AVEC LEURS FIGURES RONDES, ÉPANOUIES DE CONTENTEMENT, LES PETITES FILLES DE VOLENDAM FONT PLAISIR À VOIR....

Les canards, parqués par milliers en des enclos de bois, assourdissent de leurs cris saccadés, et la vie locale se concentre sur le môle, où les hommes déambulent autour du bâtiment des criées.

Sont-ce donc là les descendants des fameux marins néerlandais qui remplirent jadis le monde de leurs exploits, lorsqu'ils se déclaraient les balais de la mer, et qu'ils résistaient aux flottes de France et d'Albion?...

Mon Dieu! oui, ce sont eux, et leur apathie apparente cache sans doute une force de résistance étonnante. N'est-ce pas par eux que la Néerlande s'est formée, a grandi, a vécu?... Ce pays plat, humide, manquait de blé, de pierre, de bois; ils lui ont procuré ces choses nécessaires à son existence par l'échange de butins maritimes. Ils ont joui de la mer et de ses richesses et en jouissent, à la façon d'un vaste grenier rempli de réserves.

Selon la nature des poissons qui fréquentent les parages de chaque port, la pèche se divise en plusieurs branches. Le hareng, toutefois, par son abondance et par son renom passé, semble bien être, avec la tourbe et la tulipe, un produit national.

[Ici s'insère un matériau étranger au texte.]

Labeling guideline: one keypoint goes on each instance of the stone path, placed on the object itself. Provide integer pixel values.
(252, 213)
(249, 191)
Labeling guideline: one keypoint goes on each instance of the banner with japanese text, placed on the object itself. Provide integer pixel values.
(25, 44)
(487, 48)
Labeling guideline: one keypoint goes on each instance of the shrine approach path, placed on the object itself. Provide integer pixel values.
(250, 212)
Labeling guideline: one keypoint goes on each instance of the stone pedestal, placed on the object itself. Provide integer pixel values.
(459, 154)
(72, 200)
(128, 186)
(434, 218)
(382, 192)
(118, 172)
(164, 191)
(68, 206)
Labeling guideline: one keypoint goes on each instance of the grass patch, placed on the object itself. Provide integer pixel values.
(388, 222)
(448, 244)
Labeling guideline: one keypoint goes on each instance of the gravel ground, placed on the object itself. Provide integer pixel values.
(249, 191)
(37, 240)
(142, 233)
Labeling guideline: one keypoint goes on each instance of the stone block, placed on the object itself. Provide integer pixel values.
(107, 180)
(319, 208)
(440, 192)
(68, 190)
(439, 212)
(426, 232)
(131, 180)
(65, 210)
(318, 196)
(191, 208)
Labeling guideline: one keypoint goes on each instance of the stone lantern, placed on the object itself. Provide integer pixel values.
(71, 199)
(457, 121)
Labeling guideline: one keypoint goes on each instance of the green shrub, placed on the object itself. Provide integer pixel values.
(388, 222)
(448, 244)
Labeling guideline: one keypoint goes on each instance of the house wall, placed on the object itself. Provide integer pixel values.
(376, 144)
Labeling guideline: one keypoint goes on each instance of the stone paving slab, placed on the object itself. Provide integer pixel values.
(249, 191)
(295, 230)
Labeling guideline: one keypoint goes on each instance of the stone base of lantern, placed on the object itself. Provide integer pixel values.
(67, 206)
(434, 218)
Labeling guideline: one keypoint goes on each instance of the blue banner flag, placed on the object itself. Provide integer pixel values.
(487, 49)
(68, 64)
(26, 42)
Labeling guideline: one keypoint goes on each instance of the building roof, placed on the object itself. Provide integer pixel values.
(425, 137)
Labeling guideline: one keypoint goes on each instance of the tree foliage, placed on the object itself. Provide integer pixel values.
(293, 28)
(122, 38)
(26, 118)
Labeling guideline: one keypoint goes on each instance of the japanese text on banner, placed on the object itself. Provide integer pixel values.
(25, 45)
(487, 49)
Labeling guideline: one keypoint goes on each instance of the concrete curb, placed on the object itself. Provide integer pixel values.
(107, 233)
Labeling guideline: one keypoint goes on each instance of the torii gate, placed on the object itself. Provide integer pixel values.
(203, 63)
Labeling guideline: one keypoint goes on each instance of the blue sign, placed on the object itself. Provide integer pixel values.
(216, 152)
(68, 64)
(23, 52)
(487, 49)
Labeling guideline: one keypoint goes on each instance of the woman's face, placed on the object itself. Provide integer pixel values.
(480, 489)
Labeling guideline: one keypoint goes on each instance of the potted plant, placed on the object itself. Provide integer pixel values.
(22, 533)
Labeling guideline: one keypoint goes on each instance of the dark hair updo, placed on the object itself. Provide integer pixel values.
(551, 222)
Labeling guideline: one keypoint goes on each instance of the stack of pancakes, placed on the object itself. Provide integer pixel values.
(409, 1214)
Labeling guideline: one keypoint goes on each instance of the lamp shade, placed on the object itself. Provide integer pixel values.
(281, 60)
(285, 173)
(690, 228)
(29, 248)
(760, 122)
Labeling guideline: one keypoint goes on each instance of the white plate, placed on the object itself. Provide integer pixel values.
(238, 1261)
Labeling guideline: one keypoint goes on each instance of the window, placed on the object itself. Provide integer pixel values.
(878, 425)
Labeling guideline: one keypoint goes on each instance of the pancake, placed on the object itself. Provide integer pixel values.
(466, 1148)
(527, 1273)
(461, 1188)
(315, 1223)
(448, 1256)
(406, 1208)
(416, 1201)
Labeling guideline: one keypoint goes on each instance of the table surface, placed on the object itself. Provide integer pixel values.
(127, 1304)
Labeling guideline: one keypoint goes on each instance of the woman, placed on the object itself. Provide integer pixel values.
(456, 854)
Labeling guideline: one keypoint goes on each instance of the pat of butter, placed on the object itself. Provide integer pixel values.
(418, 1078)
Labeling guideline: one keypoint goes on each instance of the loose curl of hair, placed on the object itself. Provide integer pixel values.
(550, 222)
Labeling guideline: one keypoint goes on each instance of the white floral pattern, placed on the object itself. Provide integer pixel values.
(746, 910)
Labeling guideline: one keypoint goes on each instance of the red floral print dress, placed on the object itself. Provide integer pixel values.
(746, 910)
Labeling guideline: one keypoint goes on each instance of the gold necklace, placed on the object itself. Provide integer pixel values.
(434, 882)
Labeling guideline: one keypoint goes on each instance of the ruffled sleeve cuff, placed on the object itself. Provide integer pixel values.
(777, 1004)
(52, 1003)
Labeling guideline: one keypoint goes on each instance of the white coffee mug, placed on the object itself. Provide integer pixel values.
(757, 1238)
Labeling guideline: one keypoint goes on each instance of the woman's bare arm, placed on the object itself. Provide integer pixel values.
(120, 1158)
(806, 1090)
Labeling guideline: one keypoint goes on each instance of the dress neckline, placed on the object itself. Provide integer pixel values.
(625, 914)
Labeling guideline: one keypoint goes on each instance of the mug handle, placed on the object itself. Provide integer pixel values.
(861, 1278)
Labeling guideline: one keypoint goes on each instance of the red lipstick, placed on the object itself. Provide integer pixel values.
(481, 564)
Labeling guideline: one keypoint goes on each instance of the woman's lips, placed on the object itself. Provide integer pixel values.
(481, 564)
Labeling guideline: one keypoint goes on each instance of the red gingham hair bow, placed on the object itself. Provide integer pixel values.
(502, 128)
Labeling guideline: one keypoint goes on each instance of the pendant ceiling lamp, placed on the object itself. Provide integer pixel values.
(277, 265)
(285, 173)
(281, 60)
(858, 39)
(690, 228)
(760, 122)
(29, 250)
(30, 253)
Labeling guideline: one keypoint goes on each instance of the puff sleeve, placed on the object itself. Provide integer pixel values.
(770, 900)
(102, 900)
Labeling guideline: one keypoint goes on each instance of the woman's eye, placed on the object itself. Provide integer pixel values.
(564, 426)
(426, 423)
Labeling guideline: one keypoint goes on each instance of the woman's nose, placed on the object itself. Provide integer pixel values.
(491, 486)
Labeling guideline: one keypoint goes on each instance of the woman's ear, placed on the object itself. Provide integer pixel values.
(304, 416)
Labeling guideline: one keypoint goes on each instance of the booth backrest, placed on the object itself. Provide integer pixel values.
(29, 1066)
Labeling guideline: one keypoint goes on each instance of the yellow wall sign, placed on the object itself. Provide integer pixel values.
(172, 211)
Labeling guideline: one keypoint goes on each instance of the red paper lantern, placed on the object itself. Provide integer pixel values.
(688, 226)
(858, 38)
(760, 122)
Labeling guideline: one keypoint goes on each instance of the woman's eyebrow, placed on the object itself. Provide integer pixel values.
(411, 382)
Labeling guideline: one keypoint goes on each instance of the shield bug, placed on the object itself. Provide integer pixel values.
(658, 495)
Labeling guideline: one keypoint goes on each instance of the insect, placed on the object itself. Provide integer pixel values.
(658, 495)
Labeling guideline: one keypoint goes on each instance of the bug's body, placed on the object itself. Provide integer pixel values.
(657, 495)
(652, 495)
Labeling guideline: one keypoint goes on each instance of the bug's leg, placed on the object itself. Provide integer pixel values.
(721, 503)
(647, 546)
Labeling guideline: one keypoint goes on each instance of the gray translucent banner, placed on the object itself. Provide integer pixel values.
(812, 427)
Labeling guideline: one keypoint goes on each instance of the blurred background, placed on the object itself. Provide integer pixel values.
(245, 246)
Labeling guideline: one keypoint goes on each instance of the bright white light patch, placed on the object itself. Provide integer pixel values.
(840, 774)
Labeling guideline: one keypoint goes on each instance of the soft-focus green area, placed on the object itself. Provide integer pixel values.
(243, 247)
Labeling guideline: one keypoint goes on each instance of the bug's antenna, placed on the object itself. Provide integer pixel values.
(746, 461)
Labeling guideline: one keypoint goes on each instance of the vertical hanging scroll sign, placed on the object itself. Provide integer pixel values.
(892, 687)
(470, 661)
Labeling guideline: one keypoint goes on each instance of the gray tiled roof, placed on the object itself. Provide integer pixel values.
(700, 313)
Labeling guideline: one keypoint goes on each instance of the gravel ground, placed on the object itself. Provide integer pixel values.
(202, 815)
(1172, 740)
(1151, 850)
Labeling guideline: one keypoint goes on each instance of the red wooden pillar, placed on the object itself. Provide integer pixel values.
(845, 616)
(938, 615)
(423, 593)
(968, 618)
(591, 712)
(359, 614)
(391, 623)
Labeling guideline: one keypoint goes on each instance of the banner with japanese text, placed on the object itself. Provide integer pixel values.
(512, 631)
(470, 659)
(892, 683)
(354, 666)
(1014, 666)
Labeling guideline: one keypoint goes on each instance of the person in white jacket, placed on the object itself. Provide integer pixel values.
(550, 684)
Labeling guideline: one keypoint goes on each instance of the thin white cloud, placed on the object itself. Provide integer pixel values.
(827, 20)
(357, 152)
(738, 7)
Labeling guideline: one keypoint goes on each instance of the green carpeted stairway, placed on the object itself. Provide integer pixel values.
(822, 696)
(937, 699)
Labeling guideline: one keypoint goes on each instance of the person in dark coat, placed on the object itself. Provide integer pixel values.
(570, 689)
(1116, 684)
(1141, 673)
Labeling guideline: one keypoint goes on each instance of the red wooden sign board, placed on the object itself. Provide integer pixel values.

Les Hollandais distinguent trois espèces de harengs: le hareng pec ou caqué (caquer un hareng, c'est l'ouvrir avec un couteau et l'étaler par couches dans des barils sur du sel); le steur haring, pêché sur les côtes d'Angleterre en automne; le pan haring, hareng frais qu'on pêche dans le Zuiderzee, et qui sert de nourriture aux classes pauvres.

Cette dernière catégorie est la plus intéressante, car elle est la grande ressource des pêcheurs de Volendam, des autres ports du littoral, des habitants des îles d'Urk et de Marken.

Le port de Flessingue s'occupa le premier de la pêche au hareng dans les vieux temps passés, aux environs du XIIe siècle. En 1380, un homme de la Zélande, nommé Guillaume Benkelozoon, inventa l'art de préparer et de conserver le hareng dans le sel, donnant ainsi une impulsion considérable à l'industrie locale; cette découverte fut le point de départ du développement de la richesse publique, et permit à la nation batave de payer les énormes impôts nécessités par l'entretien des travaux instaurés contre la mer.

À Hoorn, en 1416, enfin, se fabriqua le premier grand filet, dont l'utilité s'ajouta à celle des salaisons pour développer à l'infini le rendement des flots.